See saw

 

It’s been an odd week. I have actually felt pretty damn good since the weekend.  Felt like I was dealing with things, I was getting through the tough group work situations, and looking after myself. I was laughing with people and smiling and giving myself “me” time to chill. My the new meds were working? I dunno. But yesterday everything seemed to slip through the day, my mood darkening, my anxiety rising.

Yesterday I ended up walking out of a group meeting on the edge of a panic attack. Thankfully, it subsided, and thankfully the group members were very understanding. But the feeling was awful, the thought of previous panic attacks sticks to me like glue,  I doubt it will every truely fade.

My body starts to  choke itself; the windpipe restricting, the lungs feel like they are running mini steps on the spot. (i.e. lots of action but bugger all getting done), eyes start watering and brain starts to do contrasts between “blanks” (think deer in headlights) , and high contrast vivid images that overwhelm and  bewilder. My ribs feel like they are doing a magic trick, contorting and sqeezing my chest, my legs feel like jelly and my whole body shivers and shakes.

It makes it hard to chill out when I feel another one coming on these days. The good news is I have got better at recognising when one is due to come on now, so most the time I can get out of the situation and force myself to try to walk, just walk and walk away, which seems to help. Annoyingly I have found out that I will not be getting a CPN for at least another couple of weeks (by which point term here would have finished) so basically it will only be in place for next year. I might get a study mentor helping me sooner though.

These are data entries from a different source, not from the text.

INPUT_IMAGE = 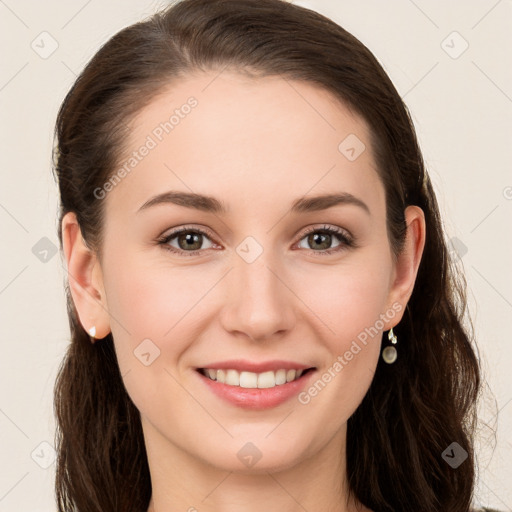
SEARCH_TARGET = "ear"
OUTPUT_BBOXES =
[385,206,426,330]
[62,212,110,339]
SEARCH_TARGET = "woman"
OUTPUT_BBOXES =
[55,0,492,512]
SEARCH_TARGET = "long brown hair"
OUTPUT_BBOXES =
[54,0,480,512]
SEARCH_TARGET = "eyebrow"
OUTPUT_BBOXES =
[138,190,371,215]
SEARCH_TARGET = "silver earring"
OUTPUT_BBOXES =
[382,328,398,364]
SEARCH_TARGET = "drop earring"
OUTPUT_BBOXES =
[382,328,398,364]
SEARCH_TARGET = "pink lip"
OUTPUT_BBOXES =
[196,362,316,410]
[201,359,313,372]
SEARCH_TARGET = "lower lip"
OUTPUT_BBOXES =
[196,370,315,410]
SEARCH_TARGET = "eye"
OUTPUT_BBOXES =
[299,226,355,255]
[157,225,355,256]
[158,228,218,256]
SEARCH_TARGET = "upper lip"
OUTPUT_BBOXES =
[198,359,313,373]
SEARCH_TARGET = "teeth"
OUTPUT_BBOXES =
[202,368,304,389]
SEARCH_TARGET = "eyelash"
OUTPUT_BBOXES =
[157,225,356,257]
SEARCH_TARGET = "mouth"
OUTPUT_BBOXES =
[197,367,315,389]
[195,363,317,411]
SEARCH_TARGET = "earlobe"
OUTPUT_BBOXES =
[387,206,426,329]
[62,212,110,339]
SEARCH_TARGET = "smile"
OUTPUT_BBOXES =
[199,368,312,389]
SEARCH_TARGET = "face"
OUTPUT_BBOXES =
[73,72,424,471]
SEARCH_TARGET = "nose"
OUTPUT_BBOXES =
[221,246,297,341]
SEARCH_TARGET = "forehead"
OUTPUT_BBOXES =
[107,71,380,216]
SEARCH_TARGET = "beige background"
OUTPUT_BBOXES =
[0,0,512,512]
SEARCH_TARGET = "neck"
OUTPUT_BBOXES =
[143,420,369,512]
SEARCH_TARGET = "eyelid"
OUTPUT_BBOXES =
[157,224,356,257]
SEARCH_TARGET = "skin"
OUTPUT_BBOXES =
[62,71,425,512]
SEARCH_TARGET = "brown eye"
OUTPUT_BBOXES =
[159,228,213,256]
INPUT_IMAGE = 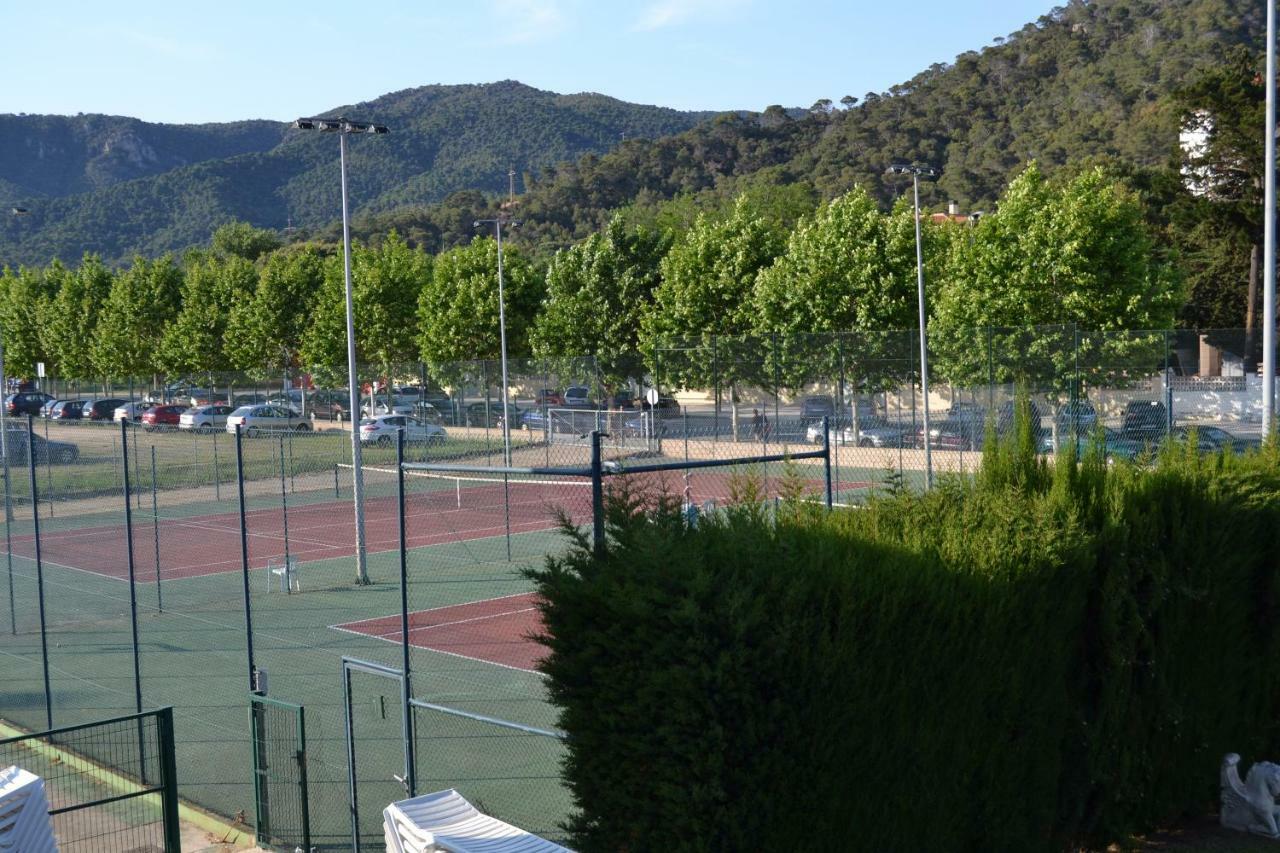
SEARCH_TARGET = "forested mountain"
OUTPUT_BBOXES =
[0,81,710,264]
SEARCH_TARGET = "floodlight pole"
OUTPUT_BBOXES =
[1262,0,1276,438]
[474,218,520,467]
[888,164,938,489]
[293,117,387,584]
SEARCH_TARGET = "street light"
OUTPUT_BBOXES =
[293,115,388,584]
[886,163,938,489]
[471,216,520,467]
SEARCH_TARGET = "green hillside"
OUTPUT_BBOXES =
[0,81,709,265]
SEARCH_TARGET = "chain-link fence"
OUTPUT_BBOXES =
[0,327,1262,849]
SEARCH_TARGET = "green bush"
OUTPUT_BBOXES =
[530,427,1280,850]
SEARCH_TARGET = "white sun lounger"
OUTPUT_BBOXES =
[383,788,572,853]
[0,767,58,853]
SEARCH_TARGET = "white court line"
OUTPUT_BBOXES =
[332,625,547,678]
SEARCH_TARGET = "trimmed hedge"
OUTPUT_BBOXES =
[530,432,1280,850]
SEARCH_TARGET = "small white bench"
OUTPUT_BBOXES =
[266,557,302,593]
[383,788,572,853]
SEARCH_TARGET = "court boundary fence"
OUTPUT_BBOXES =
[0,707,182,853]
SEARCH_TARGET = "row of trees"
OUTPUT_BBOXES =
[0,164,1183,384]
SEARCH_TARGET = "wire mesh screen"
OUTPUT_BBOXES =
[0,711,178,853]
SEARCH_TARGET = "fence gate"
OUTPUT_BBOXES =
[248,695,311,853]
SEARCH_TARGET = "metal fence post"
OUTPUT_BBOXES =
[396,428,414,797]
[156,707,182,853]
[236,424,257,693]
[27,415,54,729]
[591,430,604,555]
[822,414,834,510]
[151,445,164,613]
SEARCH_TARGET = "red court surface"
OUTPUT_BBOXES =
[13,483,591,581]
[332,593,547,671]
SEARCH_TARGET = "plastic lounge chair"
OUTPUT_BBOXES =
[383,788,572,853]
[0,767,58,853]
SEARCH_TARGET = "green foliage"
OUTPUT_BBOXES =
[90,255,182,377]
[530,218,671,384]
[530,435,1280,850]
[417,237,543,382]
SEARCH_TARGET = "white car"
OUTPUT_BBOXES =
[111,402,154,423]
[360,415,448,447]
[227,405,311,438]
[178,406,236,433]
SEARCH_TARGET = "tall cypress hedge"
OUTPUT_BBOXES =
[530,442,1280,850]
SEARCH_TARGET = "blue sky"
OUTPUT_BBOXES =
[0,0,1051,123]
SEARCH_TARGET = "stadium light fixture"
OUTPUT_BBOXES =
[887,163,940,489]
[293,117,388,584]
[471,216,520,467]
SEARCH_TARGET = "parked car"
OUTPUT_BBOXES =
[4,391,52,415]
[805,416,915,447]
[227,405,311,438]
[1039,427,1144,459]
[360,415,448,447]
[5,424,79,465]
[534,388,564,406]
[800,394,836,423]
[49,400,84,420]
[1120,400,1169,442]
[111,401,152,423]
[142,403,188,432]
[178,403,236,433]
[81,397,129,420]
[564,386,595,409]
[1053,400,1098,435]
[462,400,520,427]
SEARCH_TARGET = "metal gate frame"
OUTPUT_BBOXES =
[342,656,417,853]
[248,693,311,853]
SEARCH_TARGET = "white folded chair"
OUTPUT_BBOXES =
[0,767,58,853]
[383,788,572,853]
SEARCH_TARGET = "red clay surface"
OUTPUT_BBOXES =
[333,593,547,671]
[13,483,591,583]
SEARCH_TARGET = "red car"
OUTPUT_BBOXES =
[142,406,188,432]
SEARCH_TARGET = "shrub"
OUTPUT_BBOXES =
[530,437,1280,850]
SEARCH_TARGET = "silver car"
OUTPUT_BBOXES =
[178,405,236,433]
[227,405,311,438]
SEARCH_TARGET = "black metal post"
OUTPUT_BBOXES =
[236,424,257,693]
[396,428,417,797]
[279,433,291,578]
[27,415,54,729]
[591,430,604,555]
[151,445,164,613]
[120,419,142,713]
[822,414,834,510]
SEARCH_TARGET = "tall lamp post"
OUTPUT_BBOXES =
[887,163,938,489]
[293,117,387,584]
[472,216,520,467]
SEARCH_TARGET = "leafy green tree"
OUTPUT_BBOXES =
[754,188,932,387]
[640,199,783,417]
[417,237,543,382]
[42,255,113,379]
[929,163,1183,387]
[157,255,257,374]
[211,222,280,263]
[530,216,671,383]
[91,255,182,378]
[0,265,61,377]
[227,245,325,371]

Just have today to get through will 6 hours of computer tutorials, which is not too interactive. There is buffet dinner meetins/party on for Thanksgiving for some of the Americans here this evening after computers. I have said I would go, but I’m not so sure right now. I’m feeling a bit sketchy, flinging from one emotion to the other. I really need the weekend back at home to reset again.

Transition stuff:

  • Moustache is getting very visable now! It’s pretty cool. Well, it might look rediculous but I can’t bring myself to shave it or even trim it at the moment!
  • Noticed hairs futher up my arms this week (above elbow)
  • Getting more spotty, on my shoulders, arms, little bit on face and back.
  • Testogel seems to be taking longer to dry on – maybe because it’s winter?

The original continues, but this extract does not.